Doc. no.: P1957R2
Date: 2020-2-10
Audience: LWG, CWG
Reply-to: Zhihao Yuan <zy at miator dot net>

Converting from T* to bool should be considered narrowing (re: US 212)

Changes since R1

Changes since R0

Background

LWG 3228 “Surprising variant construction” shows that, after applying P0608R3[1], a user-defined type that is convertible to bool now may construct an alternative type other than bool:

bitset<4> b("0101");
variant<bool, int> v = b[1];  // holds int

This is a direct result of a workaround introduced in R3 of the paper. The original issue found in R1 was that treating boolean conversion as narrowing conversion by detecting it is not implementable in the library. And the workaround was to ban conversions to bool naively.

Proposal

I propose to drop the workaround and treat a conversion from a pointer type or a pointer-to-member type to bool as narrowing conversion in the core language. The core language change should be a DR against C++17.

Discussion

If MSVC standard library implements P0608 today (libc++ and libstdc++ have shipped P0608R3) without special treatment of conversions to bool (equivalent to applying the proposed wording Part 2), we will end up with an ideal situation.
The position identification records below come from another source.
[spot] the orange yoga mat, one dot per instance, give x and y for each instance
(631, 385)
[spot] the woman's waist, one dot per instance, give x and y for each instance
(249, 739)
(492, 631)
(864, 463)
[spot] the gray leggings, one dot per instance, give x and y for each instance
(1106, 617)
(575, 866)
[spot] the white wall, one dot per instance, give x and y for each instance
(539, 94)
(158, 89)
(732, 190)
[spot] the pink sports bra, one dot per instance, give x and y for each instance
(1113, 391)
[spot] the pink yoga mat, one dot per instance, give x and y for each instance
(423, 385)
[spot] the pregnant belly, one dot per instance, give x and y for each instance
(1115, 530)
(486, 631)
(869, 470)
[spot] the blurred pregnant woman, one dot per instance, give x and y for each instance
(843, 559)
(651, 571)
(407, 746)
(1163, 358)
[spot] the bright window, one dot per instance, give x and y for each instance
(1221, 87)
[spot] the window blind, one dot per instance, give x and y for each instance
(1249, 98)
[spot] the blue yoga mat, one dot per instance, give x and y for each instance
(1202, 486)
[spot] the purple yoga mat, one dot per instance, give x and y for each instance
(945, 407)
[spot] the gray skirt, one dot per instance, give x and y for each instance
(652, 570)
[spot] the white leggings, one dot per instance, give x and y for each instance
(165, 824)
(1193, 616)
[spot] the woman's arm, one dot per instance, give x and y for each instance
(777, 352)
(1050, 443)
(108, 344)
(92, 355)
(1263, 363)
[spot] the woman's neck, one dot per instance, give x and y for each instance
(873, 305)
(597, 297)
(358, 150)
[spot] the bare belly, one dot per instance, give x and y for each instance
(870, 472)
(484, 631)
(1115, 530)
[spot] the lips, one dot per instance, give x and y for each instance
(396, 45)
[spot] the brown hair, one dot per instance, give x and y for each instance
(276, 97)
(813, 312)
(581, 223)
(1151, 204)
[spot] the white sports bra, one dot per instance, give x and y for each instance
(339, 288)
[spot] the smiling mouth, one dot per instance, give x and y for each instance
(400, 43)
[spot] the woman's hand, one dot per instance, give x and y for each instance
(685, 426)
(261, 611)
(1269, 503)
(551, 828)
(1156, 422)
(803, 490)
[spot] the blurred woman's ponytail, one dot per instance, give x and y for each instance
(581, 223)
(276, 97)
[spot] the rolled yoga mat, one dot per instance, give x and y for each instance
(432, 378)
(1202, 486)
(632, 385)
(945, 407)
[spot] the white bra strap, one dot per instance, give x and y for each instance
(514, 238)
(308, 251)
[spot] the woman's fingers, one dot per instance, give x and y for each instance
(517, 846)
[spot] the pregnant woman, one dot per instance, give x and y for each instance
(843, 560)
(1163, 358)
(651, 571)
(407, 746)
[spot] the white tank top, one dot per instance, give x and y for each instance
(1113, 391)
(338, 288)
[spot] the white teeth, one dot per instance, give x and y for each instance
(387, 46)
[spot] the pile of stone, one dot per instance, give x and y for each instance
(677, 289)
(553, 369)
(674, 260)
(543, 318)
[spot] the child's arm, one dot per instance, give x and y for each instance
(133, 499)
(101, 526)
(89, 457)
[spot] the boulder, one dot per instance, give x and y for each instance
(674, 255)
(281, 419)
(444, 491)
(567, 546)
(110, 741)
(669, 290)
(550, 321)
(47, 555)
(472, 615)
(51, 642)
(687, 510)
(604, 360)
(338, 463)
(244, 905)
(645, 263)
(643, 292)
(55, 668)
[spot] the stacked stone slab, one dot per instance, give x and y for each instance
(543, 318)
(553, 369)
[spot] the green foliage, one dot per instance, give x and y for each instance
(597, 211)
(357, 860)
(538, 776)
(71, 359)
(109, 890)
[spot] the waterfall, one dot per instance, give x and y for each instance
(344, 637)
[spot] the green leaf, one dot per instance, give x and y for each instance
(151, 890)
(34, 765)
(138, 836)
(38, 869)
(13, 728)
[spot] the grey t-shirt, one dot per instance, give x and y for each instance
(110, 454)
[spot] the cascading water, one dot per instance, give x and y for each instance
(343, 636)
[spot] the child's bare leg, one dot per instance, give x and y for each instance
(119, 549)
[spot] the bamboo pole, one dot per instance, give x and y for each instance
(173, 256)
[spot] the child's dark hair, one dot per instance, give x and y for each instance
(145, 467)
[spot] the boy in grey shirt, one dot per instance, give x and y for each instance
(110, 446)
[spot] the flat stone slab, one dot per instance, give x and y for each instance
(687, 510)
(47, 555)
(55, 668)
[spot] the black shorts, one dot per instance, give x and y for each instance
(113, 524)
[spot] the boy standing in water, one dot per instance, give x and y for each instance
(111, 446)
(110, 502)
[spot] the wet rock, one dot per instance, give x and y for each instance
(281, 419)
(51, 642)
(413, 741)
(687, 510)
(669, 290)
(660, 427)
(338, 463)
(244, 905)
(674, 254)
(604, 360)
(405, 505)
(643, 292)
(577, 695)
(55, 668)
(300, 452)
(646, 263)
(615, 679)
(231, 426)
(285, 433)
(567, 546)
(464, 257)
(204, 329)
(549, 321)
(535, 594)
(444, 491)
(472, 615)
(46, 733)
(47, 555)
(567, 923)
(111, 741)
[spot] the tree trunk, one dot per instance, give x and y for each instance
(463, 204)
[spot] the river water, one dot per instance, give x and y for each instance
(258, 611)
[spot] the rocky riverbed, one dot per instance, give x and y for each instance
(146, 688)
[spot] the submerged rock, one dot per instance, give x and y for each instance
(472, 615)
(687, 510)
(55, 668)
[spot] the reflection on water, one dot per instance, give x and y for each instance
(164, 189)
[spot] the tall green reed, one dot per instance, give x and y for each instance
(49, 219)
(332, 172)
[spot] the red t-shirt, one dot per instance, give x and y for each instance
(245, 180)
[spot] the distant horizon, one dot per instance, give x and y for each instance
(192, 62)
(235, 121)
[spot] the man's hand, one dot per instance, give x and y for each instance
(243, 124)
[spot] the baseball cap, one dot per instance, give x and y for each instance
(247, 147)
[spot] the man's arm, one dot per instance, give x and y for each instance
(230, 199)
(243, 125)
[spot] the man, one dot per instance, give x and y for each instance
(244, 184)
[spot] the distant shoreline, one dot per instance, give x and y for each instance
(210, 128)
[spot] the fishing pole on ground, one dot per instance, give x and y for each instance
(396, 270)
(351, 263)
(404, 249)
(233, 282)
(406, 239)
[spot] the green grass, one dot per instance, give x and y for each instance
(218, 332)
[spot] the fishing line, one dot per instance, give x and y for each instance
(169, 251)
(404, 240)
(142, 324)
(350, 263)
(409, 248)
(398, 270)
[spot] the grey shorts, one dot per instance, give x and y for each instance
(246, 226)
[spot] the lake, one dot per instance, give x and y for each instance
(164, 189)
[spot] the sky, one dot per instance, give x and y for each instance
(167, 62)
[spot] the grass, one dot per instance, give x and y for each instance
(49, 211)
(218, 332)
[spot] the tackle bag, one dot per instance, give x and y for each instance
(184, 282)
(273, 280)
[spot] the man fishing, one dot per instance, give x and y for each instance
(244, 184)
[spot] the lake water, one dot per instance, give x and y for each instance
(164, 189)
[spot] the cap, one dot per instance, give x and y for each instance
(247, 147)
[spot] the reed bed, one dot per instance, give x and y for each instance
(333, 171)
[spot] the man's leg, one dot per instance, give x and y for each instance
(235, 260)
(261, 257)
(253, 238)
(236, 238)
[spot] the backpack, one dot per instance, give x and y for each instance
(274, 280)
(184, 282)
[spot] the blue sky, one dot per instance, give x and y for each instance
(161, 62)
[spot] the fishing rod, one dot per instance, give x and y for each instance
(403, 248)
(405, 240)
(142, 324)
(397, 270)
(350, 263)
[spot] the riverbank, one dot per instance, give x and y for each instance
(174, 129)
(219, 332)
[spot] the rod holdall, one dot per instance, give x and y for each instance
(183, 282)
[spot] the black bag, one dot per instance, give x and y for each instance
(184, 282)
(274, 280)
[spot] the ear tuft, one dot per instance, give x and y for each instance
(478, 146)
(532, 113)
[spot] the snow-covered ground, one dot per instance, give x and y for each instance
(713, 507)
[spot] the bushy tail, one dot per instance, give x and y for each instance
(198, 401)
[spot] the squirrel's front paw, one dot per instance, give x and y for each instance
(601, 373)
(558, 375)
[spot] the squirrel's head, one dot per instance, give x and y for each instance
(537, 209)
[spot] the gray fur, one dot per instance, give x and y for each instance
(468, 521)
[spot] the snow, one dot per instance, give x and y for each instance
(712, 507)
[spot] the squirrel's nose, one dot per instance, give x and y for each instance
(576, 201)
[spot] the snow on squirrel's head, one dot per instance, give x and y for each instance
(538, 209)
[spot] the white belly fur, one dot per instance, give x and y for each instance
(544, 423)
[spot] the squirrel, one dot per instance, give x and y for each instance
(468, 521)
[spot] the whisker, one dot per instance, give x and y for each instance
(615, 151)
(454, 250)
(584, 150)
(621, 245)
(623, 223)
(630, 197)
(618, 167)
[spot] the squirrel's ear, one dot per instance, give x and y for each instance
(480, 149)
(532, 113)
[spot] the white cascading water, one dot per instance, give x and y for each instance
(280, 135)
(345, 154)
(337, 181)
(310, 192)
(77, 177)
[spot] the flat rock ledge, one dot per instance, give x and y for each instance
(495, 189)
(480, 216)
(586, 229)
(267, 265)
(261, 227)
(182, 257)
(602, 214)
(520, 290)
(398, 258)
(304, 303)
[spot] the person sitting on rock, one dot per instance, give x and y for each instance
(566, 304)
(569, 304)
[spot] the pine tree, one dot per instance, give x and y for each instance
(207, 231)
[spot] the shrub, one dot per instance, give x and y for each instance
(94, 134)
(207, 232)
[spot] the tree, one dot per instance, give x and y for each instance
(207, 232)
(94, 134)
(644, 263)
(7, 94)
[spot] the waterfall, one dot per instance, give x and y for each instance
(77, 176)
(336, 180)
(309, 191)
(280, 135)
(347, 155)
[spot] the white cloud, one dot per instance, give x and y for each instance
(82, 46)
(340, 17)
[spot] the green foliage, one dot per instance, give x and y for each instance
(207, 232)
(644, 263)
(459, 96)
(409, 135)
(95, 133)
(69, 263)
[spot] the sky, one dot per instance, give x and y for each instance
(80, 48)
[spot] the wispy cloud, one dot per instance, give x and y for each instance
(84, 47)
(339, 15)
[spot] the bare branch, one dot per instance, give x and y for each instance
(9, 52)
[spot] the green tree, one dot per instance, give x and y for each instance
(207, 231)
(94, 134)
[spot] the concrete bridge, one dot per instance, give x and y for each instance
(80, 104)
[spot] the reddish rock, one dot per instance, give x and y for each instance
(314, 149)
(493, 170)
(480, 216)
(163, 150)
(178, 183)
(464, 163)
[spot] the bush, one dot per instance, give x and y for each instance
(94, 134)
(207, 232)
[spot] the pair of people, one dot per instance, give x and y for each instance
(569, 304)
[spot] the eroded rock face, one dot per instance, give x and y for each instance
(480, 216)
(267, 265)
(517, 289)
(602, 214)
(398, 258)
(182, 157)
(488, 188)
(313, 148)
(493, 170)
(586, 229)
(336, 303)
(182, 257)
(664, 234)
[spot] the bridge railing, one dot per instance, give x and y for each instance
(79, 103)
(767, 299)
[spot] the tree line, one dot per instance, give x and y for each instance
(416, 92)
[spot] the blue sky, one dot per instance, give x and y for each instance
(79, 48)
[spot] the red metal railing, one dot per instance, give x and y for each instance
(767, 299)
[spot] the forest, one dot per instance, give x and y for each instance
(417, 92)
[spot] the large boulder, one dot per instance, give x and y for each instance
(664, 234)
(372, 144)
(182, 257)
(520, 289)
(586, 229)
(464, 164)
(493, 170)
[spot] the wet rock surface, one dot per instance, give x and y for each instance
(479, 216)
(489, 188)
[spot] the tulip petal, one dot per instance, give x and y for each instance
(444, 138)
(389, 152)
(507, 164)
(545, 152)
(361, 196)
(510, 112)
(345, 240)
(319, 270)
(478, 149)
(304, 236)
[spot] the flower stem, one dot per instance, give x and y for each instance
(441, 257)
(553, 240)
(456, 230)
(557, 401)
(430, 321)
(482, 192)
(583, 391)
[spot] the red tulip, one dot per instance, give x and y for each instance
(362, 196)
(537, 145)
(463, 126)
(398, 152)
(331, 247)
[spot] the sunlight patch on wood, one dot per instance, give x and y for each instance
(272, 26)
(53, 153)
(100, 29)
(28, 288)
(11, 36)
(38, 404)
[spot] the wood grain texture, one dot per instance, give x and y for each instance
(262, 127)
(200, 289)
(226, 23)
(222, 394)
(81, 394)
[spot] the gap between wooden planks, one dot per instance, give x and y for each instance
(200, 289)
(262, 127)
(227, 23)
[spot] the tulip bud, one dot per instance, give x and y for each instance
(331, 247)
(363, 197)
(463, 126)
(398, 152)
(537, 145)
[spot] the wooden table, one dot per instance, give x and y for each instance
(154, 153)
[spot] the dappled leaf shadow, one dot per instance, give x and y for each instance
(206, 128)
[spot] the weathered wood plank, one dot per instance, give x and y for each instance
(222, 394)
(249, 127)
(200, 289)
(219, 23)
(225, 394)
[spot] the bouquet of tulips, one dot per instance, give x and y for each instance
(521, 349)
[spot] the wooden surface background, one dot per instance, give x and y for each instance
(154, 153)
Because MSVC considers non-literal pointer-to-bool conversion as a narrowing conversion:

// error C2397: conversion from 'char *' to 'bool' requires a narrowing conversion
bool y {new char()};

The rationale has been fully stated in N2215[2] when narrowing conversion was introduced to the standard in 2007:

Some implicit casts, […] Others, such as double->char and int*->bool, are widely considered embarrassments.

Our basic definition of narrowing (expressed using decltype) is that a conversion from T to T2 is narrowing unless we can guarantee that

T a = x;
T2 b = a;
T c = b;

implies that a==c for every initial value x; that is, that the T to T2 to T conversions are not value preserving.

One might argue that substituting in T = char* and T2 = bool will cause the 3rd line to fail to compile, which may suggest pointer-to-bool conversion to be slightly safer. Here is my response:

First, whether T2 to T conversion is implicit or explicit does not change the fact that T to T2 is not value preserving.

Second, when expressing what is not narrowing,

[…] or any combination of these conversions, except in cases where the initializer is a constant expression and the actual value will fit into the target object; that is, where decltype(x)(T{x})==decltype(x)(x).

The wording also used casts.

Constant evaluation

There is a question of whether narrowing conversion should exclude some cases when pointers are converting to bool in a constant expression. According to N2215’s rationale, only (T*)nullptr to bool is value preserving, but this is not what MSVC implemented. Rather than evaluating constant expressions, MSVC deems only literals to be non-narrowing.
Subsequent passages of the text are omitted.